IBM used AMD’s other not-so-secret weapon to deliver yet another brain-like chip — NorthPole is faster and uses less energy than Nvidia’s best AI GPU and it’s only the beginning

Key Takeaways:

– IBM’s NorthPole chip is 25 times more power efficient than commonly used GPUs and CPUs.
– The chip is built on the TrueNorth architecture and achieves high performance in terms of latency and space required to compute.
– The chip has memory embedded in each of its 256 cores, eliminating the need for separate memory connections.
– NorthPole comprises 22 billion transistors and can perform 2,048 operators per core.
– The chip eliminates the Von Neumann bottleneck by blurring the boundary between compute and memory.
– AMD has also tapped into the concept of combining memory and compute on a single component.
– NorthPole is well-suited for emerging AI use cases and edge applications that require real-time data processing.

TechRadar:

IBM’s NorthPole chip – nearly ten years in the making – is going from strength to strength and achieved a new milestone with researchers publishing a set of fantastic benchmarking results in the journal Science.

The 12nm chip, built on the TrueNorth architecture, is 25-times more power efficient than commonly used 12nm GPUs and 14nm CPUs.

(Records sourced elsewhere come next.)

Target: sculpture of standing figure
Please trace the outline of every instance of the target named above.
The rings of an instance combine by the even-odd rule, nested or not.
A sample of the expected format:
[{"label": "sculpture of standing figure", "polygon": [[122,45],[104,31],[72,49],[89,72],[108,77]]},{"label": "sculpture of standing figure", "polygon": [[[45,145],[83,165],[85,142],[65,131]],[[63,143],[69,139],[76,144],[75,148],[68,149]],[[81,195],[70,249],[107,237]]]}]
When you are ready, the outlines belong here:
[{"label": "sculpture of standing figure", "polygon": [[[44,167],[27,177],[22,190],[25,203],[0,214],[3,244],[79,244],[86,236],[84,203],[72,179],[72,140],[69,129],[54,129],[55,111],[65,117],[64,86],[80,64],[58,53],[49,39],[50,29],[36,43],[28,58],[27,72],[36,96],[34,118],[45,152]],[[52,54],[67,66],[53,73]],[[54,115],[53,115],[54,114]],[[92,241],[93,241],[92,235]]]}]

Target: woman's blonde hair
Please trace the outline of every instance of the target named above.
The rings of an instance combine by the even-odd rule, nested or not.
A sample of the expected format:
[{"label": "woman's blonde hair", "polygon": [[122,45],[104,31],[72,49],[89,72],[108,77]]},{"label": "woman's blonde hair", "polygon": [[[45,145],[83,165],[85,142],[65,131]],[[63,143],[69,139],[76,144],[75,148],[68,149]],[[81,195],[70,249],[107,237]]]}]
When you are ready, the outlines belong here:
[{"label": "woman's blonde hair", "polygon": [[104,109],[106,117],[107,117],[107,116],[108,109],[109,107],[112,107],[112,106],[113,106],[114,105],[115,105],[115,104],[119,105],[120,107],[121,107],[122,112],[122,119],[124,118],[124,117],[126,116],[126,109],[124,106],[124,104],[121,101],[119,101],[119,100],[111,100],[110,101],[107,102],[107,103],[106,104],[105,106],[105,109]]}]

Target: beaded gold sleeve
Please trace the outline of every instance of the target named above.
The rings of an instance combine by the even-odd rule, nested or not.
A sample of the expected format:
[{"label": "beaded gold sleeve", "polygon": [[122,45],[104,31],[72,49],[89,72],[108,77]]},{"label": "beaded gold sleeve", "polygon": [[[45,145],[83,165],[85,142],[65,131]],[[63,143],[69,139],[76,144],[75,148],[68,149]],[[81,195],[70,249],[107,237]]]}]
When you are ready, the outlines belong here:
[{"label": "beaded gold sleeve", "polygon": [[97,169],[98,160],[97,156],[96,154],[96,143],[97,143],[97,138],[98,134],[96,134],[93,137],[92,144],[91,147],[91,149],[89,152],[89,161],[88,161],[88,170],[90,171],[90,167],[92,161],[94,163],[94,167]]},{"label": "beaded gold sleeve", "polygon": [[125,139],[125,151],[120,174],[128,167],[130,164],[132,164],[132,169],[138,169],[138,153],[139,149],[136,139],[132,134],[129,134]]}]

This is according to testing on the ResNet-50 model, and was measured as the number of frames interpreted per joule of power. 

Source link

AI Eclipse TLDR:

IBM’s NorthPole chip, which took nearly ten years to develop, has achieved a significant milestone with researchers publishing impressive benchmarking results in the journal Science. The chip, built on the TrueNorth architecture and using a 12nm process, is 25 times more power efficient than commonly used 12nm GPUs and 14nm CPUs. This efficiency was measured by testing the chip on the ResNet-50 model and calculating the number of frames interpreted per joule of power. In addition to its power efficiency, the NorthPole chip also outperforms all major architectures, including a GPU implemented using a 4nm process.

The NorthPole chip’s success can be attributed to its unique architecture and features. It incorporates memory on the chip itself, embedded in each of the chip’s 256 cores. With 22 billion transistors, the chip’s cores can perform 2,048 operators per core. This design eliminates the Von Neumann bottleneck, which refers to the delays caused by data having to travel between the CPU and RAM in most systems. As a result, the NorthPole chip performs much faster than the best GPUs currently available, including AI-centric graphics cards by Nvidia.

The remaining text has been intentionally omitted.